The background for this is that generally the trend has been for Japanese financiers to offer financial services mainly to Japanese customers, even in the overseas markets. This situation is changing. The lack of contact points, or networks with Islamic communities, is considered to be another major reason for less developed Islamic business among the Japanese. This is a business opportunity for Islamic finance experts in the global markets. Japanese bankers will therefore be happy to welcome offers of collaboration in the Islamic business market.

Doing Islamic finance business with Japan

  • Matrix

Below are some ideas of how Islamic finance can be applied to Japan-related transactions

In order to clarify scopes of business, a 2×2 matrix composed of “retail-wholesale” axis and a “domestic-over- seas” market dimension as shown below.

According to the website “muslimpopulation.com”, the Muslim population in Japan is less than 0.2%. This means that demand for Islamic products thorough religious motivations is not likely to be substantial, and hence on this front, the need for banking, personal asset management, and insurance is not highly expected. Still, judging from the huge household financial assets, which amount to US$ 14 trillion, investment products such as unit trusts can be a good idea along with the trend that more individuals have come to invest in capital market products, not only deposits. Islamic products can be considered as an alternative investment product regardless of their religious nature. Islamic products can also be attractive to those who endorse socially responsible investment assets, because both have many commonalities, such as the screening of alcohol and tobacco-related equities.

The domestic-wholesale market has two main groups. One is the Japanese borrowers and investors that may utilize Islamic products. As previously mentioned, some Japanese firms have already raised funds in a Shari’a-compliant manner through their local entities. This may spread onshore, i.e., Japanese entities may issue sukuk. In order for this to be realized, appropriate legal, accounting and tax treatments are necessary. There is undoubtedly huge potential demand.

The other group is on the investors’ side. There are some Islamic investments from overseas in Japan. This is a good opportunity for Japanese institutional investors operating domestically, who are interested in holding Islamic assets, to assist these transactions.

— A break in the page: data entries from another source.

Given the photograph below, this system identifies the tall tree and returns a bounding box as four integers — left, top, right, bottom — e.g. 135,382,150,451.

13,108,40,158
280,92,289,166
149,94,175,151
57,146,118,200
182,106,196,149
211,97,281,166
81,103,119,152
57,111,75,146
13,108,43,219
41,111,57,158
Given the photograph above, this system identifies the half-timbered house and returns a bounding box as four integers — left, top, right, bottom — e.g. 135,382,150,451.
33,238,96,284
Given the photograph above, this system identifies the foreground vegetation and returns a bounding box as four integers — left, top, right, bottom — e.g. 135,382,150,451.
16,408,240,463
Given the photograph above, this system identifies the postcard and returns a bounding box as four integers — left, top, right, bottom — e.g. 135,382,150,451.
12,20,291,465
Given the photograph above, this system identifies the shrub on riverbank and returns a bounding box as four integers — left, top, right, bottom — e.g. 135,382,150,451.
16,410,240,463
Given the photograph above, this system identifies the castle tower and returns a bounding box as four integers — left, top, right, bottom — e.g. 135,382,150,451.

The third area is the overseas-retail markets. The example of Tokio Marine, offering takaful products in Saudi Arabia, Indonesia, and Malaysia, is a good case in point. This field is, unlike domestic markets in Japan, full of potential given the existence of a huge Muslim population. Lastly: the wholesale business in overseas markets. This is the category with the biggest potential, given the fact that Japanese major banks and securities firms tend to focus on wholesale business, steering away from retail business that usually requires much higher initial cost. As shown before, Japanese banks and securities firms have the track records of Islamic wholesale transactions, which can be categorized to this area. Although Japanese financial institutions’ overseas business tends to target Japanese clients there, it is also true that Japanese financiers have come to explore local clients to expand overseas business.

Education and awareness among bankers

Japanese bankers have a basic understanding of Islamic finance, however, there is a strong potential opportunity for educational service providers to educate professionals in Japan on ethical and Islamic modes of financing.

Language is a difficult issue for education service providers. One solution would be to have alliances with other educational institutions. For example, Waseda Graduate School of Finance, Accounting and Law launched a class of Islamic finance in its regular curriculum since April 2008. The Graduate School held two seminars on Islamic finance, one jointly with the UK government in the presence of the Lord Mayor, and the other was co-organized with Kuwait University. Another useful channel to develop knowledge among people would be to introduce Islamic Finance Qualifications (IFQ) offered jointly by Securities and Investment Institute in UK and Banque du Liban. Although IFQ is not widely known in Japan, it would be another good way to improve people’s awareness.